Avant ce titre judicieusement nommé Arriving somewhere but not here, qui au passage décroche un prix d'estime pour sa longueur (pas facile à chuchoter comme requête à l'oreille du DJ de la Scala lors d'une soirée infirmière de Villeneuve-sur-Lot), je n'avais de respect que pour les missiles courte-portée, oscillant entre 1 minute pour le meilleur du punk hardcore et 3min30 pour les quelques groupes à solo que j'affectionnais. La longueur maxi était autorisée pour les joyaux de mon enfance, tels Bohemian Rhapsody, ou Stairway to Heaven (respectivement 6 et 8 minutes)...Mais là, douze minutes, j'ai carrément le temps de cuire deux œufs et de les manger sans me brûler la margoulette!
Les morceaux à rallonge racontent souvent une histoire, avec (et je sais que ça va faire plaiz à Alexandre Astier, un très bon lecteur à moi) : un début, un milieu et une fin (ouverte, de préférence). Et s'il n'y a pas de récit à proprement parlé, il s'agit alors d'une introspection de la part de l'auteur. La direction artistique est très souvent axée sur le côté organique, les sensations sont le résultat d'une intense recherche et d'une qualité d'exécution en général plutôt balèze. C'est pas les New-York Dolls, quoi... sur Avant eux, Pink Floyd, Genesis, Yes - que je n'arrive pas toujours à blairer malgré beaucoup d'efforts d'écoute – et King Crimson ont semé les cailloux brillants de la musique psychédélique sur le chemin et il m'est possible de m'évader sans quitter mon fauteuil rien qu'en écoutant et en lisant les paroles d’œuvres que d'autres que moi vous chroniqueront avec bien plus de savoir et de talent.
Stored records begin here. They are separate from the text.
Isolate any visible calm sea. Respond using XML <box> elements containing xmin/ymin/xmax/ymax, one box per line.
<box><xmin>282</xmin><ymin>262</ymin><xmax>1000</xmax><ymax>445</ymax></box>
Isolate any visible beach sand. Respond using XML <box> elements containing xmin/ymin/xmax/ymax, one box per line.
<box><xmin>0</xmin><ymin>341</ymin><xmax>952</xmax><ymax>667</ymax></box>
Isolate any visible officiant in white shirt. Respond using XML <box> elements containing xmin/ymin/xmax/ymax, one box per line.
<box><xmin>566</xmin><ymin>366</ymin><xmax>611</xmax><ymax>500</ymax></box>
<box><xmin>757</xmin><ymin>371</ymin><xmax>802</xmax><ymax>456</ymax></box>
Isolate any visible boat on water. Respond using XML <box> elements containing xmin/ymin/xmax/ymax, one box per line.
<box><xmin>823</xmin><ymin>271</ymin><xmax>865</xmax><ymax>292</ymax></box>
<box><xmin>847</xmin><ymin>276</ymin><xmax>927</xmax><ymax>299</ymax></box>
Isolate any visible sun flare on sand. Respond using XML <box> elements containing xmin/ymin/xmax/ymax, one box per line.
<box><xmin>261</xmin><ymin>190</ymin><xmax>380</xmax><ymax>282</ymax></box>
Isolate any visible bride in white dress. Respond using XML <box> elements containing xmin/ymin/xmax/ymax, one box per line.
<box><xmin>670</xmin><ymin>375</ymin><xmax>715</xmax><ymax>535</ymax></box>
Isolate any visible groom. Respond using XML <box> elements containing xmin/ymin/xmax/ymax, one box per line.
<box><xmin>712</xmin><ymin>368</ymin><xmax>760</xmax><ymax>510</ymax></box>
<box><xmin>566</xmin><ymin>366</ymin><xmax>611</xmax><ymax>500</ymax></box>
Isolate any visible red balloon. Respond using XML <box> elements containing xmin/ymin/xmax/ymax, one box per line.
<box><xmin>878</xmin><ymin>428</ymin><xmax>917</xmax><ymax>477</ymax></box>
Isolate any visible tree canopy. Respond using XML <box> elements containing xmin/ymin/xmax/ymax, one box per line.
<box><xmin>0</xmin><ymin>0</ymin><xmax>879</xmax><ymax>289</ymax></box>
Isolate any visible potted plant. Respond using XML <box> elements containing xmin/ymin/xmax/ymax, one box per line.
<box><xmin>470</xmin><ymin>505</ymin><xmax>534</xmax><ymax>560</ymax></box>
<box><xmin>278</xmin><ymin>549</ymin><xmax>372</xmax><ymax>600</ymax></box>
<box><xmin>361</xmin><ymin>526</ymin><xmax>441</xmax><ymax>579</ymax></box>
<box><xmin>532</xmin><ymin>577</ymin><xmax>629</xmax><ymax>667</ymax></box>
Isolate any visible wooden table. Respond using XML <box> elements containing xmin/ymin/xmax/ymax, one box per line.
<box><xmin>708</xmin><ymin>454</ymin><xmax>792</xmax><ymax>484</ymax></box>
Steven Wilson, le chanteur/guitariste/producteur/boss/D.R.H a fondé le groupe afin de donner vie à ses créations musicales en 1987, en inventant un background assez rocambolesque. Pour cela, il a composé du matériel sonore évoquant les années 70, des faux séjours en prison, une légende invérifiable aux yeux des non-avertis. Ça sent le gros mytho sur le début, mais très vite, la réalité va rejoindre la fiction et le groupe formé autour de l'Anglais un peu barré va enregistrer pas moins de 10 albums. Diantre! Pour un groupe méconnu, ils ont une belle carrière!
Le line-up du huitième effort, Deadwing, dont est issu Arriving(...) en 2005 est constitué, outre Wilson, de Richard Barbieri aux claviers, de Colin Edwin à la basse et de Gavin Harrison derrière les fûts. On peut noter la présence de Mickael Akerfeldt du groupe suédois Opeth aux chœurs et à la guitare solo (il est aux manettes dans la seconde partie du titre), ce qui nous situe un peu l'ambiance pesante du bouzin.
À l'origine, le disque devait servir de bande-son au film de fantômes écrit par Wilson et Mike Bennion, un pote réalisateur de spots commerciaux et autres projets d'animation pour la télé. Mais celui-ci ne verra jamais le jour, pour d'obscures raisons. L'écriture du scénario (et donc des chansons qui lui sont associées) avait pourtant été inspirée par deux patrons du long-métrage : David Lynch et Stanley Kubrick. Rien que ça. La violence, la mort, le réveil spirituel, la perte de repères et le questionnement sont au centre du morceau qui me hante ces derniers temps. Charming, isn't it?
Bref, en un mot comme en cent, l'obsession musicale n'est pas forcément mauvaise, elle peut nous pousser à défricher de nouvelles terres et aller à la rencontre de plein de types. Hahaha. Sauf Baby Shark, peut-être. Re-hahaha.